RT-qPCR study on post-mortem brain samples from patients with major psychiatric disorders: reference genes and specimen characteristics.

BACKGROUND

Gene expression studies conducted in post-mortem human brain samples have the potential to identify relevant genes implicated in psychiatric disorders. Although reverse transcription quantitative real-time PCR (RT-qPCR) has emerged as the method of choice for specific gene expression studies, it requires the use of stable reference genes, and it is necessary to control for pre- and post-mortem factors to obtain reliable data.

OBJECTIVE

The aim of this study was to identify suitable reference genes and specimen characteristics that can be taken into account when comparing mRNA expression data between post-mortem brain specimens from psychiatric patients and controls.

METHOD

We used a selection of suitably matched occipital cortex specimens from subjects in each of the following groups: schizophrenia (N = 15), bipolar disorder (N = 13), major depressive disorder (N = 15), and control (N = 15).

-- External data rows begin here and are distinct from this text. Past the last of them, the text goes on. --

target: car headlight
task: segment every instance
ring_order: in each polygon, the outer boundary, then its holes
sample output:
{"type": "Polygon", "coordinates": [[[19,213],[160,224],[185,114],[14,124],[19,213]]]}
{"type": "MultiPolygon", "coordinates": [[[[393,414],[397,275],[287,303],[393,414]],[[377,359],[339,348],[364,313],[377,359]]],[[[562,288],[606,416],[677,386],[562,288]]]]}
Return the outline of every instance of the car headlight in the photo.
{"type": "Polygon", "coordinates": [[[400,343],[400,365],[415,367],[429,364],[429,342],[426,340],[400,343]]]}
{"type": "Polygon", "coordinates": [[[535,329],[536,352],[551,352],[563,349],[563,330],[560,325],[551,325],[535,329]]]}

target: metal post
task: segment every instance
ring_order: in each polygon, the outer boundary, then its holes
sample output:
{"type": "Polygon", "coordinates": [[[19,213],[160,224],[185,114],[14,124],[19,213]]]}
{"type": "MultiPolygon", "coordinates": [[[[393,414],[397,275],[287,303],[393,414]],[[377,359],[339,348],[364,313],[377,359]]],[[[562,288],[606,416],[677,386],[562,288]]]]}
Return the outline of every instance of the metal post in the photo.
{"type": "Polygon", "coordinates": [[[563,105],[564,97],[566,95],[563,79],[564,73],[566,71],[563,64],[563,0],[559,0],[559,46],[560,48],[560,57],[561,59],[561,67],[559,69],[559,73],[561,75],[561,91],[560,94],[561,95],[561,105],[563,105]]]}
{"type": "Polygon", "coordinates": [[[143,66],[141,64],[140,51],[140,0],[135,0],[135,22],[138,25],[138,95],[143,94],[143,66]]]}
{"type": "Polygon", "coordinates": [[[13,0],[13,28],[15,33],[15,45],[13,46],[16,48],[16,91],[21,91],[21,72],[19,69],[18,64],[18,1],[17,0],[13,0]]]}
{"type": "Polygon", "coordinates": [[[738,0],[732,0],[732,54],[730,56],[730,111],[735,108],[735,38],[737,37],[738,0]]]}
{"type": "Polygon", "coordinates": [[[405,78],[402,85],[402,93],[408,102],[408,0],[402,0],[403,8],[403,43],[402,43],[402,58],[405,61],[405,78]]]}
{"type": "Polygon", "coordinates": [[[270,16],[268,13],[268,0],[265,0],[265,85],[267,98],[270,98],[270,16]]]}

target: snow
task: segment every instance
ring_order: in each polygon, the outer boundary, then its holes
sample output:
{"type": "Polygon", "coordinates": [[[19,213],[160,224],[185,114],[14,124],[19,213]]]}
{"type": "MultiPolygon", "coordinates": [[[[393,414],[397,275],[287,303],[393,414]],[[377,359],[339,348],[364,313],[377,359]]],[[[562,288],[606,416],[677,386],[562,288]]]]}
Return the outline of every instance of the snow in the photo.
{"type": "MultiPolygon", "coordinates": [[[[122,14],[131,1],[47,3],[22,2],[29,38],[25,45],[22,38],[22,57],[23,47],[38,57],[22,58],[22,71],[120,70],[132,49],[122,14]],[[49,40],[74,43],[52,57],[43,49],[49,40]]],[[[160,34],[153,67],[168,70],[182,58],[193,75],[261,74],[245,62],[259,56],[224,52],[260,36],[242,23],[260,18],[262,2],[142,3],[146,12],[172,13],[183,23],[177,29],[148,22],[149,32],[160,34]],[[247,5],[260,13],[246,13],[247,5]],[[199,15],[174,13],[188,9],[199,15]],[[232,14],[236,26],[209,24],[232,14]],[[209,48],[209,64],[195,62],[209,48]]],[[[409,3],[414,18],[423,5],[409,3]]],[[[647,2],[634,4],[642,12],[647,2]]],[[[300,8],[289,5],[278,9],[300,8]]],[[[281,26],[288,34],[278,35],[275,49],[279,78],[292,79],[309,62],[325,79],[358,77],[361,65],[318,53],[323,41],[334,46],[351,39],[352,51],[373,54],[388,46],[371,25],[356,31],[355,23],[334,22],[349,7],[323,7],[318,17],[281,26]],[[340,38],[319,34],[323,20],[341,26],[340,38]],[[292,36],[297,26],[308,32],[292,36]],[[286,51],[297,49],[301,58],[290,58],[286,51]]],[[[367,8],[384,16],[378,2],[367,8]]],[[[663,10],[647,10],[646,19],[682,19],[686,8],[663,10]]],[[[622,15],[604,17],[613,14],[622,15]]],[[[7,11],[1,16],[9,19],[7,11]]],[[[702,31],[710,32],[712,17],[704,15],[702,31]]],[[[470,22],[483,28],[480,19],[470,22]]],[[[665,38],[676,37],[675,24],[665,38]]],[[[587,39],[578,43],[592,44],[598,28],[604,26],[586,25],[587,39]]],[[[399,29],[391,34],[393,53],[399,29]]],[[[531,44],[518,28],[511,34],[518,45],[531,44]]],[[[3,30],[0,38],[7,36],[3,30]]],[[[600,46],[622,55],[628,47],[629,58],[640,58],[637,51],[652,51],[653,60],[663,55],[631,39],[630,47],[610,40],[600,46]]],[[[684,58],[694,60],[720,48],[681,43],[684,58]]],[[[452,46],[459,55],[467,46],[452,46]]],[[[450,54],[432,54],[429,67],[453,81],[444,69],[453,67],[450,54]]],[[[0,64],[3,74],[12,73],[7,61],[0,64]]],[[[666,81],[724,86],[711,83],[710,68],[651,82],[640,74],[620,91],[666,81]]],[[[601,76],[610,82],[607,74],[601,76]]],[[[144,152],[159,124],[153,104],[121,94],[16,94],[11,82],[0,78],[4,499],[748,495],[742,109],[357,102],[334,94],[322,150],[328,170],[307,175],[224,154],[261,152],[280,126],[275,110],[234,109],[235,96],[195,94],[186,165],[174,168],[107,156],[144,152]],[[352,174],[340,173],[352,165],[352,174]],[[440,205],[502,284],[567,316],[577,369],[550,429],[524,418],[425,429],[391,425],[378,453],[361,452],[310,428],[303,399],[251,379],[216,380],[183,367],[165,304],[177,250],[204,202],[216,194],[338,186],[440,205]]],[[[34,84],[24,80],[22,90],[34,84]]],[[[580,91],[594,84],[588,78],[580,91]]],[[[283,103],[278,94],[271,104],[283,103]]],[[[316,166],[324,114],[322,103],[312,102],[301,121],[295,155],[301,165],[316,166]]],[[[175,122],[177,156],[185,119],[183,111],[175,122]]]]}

Quantitative and qualitative RNA analyses were performed prior to RT-qPCR and gene expression stability was evaluated with geNorm and NormFinder.

RESULTS

We identified GAPDH, RPS17, RPL30, RPLP0, and TFRC as potential reference genes from a sample plate containing 32 candidates commonly used as reference genes. Further analyses of these 5 genes highlighted that 1) they are suitable reference genes for RT-qPCR studies in these post-mortem brain samples from psychiatric patients, and 2) the RNA quality index is highly correlated with gene expression values (r = -0.681, p < 0.0001).

CONCLUSIONS

In addition to controlling for pre- and post-mortem factors and selecting stable reference genes for normalization, sample sets should be matched with regard to RNA quality.